The FET 12, which is a drain-grounded circuit, has an amplification of substantially 1. Thus, even if audio signals output from the plurality of microphones 1 are connected in series, the signals are not amplified excessively and are output according to the input from the microphone units 11 of the respective microphones 1. The microphone apparatus according to the present invention can thus add signals input from the plurality of microphones into single signals for output without fluctuation in the level regardless of addition of the signals.

As described above, the microphone apparatus according to the present invention does not require a current mirror circuit or an output transformer in the output circuit.
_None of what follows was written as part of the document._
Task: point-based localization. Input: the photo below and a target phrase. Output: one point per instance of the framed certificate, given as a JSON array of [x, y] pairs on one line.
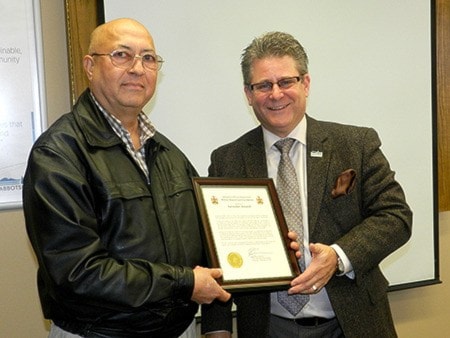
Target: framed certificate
[[245, 233]]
With the source follower configuration, the microphone apparatus has low AC impedance and audio signals are less susceptible to external noise.

The microphone apparatus having microphones connected in parallel according to the present invention is applicable, for example, to a microphone apparatus in a conference room and a security system used along with a security camera.

Claims

1. A microphone comprising:

a microphone unit comprising a diaphragm, a fixed electrode and a FET as an impedance converter;

a plug outputting audio signals output from the microphone unit; and

a jack into which audio signals inputted in the microphone unit are inputted, wherein

the microphone is connectable to an other microphone that is different from the microphone,

one of the diaphragm and the fixed electrode is comprised of an electret member,

the jack is connectable to a plug of the other microphone, and

while the plug of the other microphone is inserted in the jack the audio signals output from a microphone unit of the other microphone are added to the audio signals output from the microphone unit and are output.

2. The microphone according to claim 1, wherein

while the plug of the other microphone is not inserted in the jack of the microphone, the jack is grounded, and

while the plug of the other microphone is inserted in the jack of the microphone, the signal terminal of the jack and a signal terminal of the plug are connected.

3. The microphone according to claim 2, wherein the plug and the jack each include a signal terminal, a power source terminal, and a ground terminal.

4. A microphone apparatus comprising a plurality of nose-to-tail connected microphones according to claim 1.

5. A microphone apparatus comprising:

a microphone unit comprising a diaphragm, a fixed electrode and a FET as an impedance converter;

a plug outputting audio signals output from the microphone unit; and

a jack into which audio signals inputted in the microphone unit are inputted, wherein

while the plug of an other microphone is inserted in the jack of the microphone, a signal line of the diaphragm of the microphone unit and the plug of the other microphone are electrically connected and the audio signals output from the other microphone are added to the audio signals output from the microphone and are output.